Wenn man wissen will, wo die berühmte deutsch-jüdische Symbiose (Heine, Varnhagen, Seligmann) inzwischen angekommen ist, muss man nur die »Gala« vom 7. April lesen. Auf dem Titel wird eine Geschichte über Iris Berben versprochen: »Ihr mutiger Einsatz für den Frieden«, auf Seite 84 wird die »rasende Reporterin« interviewt, die für das ZDF in Israel unterwegs war.

»Mutiger Einsatz für den Frieden«: Iris Berben

Schon der Teaser zeigt den Wandel der Zeiten an. Kamen früher Leute, die sich »mutig« für den Frieden einsetzten, ins Gefängnis oder wurden in die Verbannung geschickt, bekommt Iris Berben heute für ihren mutigen Einsatz zuerst den »Bambi für Zivilcourage« und dann eine Geschichte in der »Gala«. Und kein Mensch sagt einem, worin der »Mut« und wo das Risiko beim Einsatz liegt. In der Wahl des Make-ups? Beim Verzicht auf den ADAC-Schutzbrief? Im Umgang mit der VISA-Karte?
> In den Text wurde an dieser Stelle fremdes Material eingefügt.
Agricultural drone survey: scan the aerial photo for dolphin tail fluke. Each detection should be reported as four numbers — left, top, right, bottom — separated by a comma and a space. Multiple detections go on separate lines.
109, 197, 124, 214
Mutig ist vor allem die Gala-Redaktion, die Iris Berben vor dem Felsendom zeigt und dazu schreibt, dies wäre »eine Gebetsstätte von Christen und Moslems«. Das wird die Christen ebenso wie die Moslems überraschen, die bis jetzt nicht gemerkt haben, dass sie sich den Raum mit den Jüngern Jesu teilen müssen. Nun gut, wenn man Iris Berben bis nach Jerusalem begleiten will, muss die Redaktion woanders sparen, zum Beispiel an einem Fact-Checker, der die Bild-Unterzeilen überprüft.

Mutig sind auch die Fragen, die Iris Berben gestellt werden, z.B.: »Könnten Sie sich vorstellen, zum Judentum überzutreten?« Auf diese Frage, die ihr ebenso oft gestellt wird wie die, wie sie es schaffe, immer jünger auszusehen, hat Iris Berben vor einiger Zeit geantwortet, sie würde nur übertreten, wenn Israel existenziell bedroht wäre. Die Drohung hat funktioniert, bis heute haben es die Araber nicht gewagt, Israel zu überrennen. Der Gala gegenüber hat Frau Berben die Antwort ein wenig variiert: »Dazu ist mein Respekt zu groß. Mein angedachter Atheismus würde diese Frage immer mit Nein beantworten. Sollte es allerdings zu einer politischen Frage werden, würde ich übertreten.«

 

Arme Iris. Seit 35 Jahren reist sie nach Israel, seit 28 Jahren teilt sie Tisch und Bett mit einem Israeli - und weiß immer noch nicht, dass das Judentum eine Religionsgemeinschaft und kein Verein ist, dem man wie den Grünen oder der Gesellschaft für christlich-jüdische Zusammenarbeit beitreten kann. Und niemand traut sich, ihr zu sagen, dass es für eine Konversion nur eine religiöse aber keine politische Option gibt, dass es ein Rabbiner sein muss, der den Übertritt regelt, und nicht Shimon Peres, ihr »guter Freund« in Tel Aviv. Und dass man als Wahl-Jude die religiösen Gebote beachten muss, die einem egal sein können, wenn man als Jude geboren wurde.

Da muss Frau Berben noch einiges lernen. Nicht nur, dass eine Konversion schwierig und langwierig ist, sondern dass man nicht Stuss reden sollte, nicht mal in der Gala. Was meint sie mit »angedachter Atheismus«? Dass sie daran denkt, eine Atheistin zu werden? Dass man Atheisten »andenken« kann, wie Gemüse »angaren«? Oder hat sie sich nur versprochen und wollte sagen, dass der Atheismus »angesagt« ist, wie ihr Lieblingslokal, das »Giacometti«, in Tel Aviv? Angedacht oder angesagt, Atheismus oder Hühnerbrühe - eines Tages wird auch Iris Berben den Unterschied begreifen. Und wenn sie dazu noch mal 35 Jahre braucht.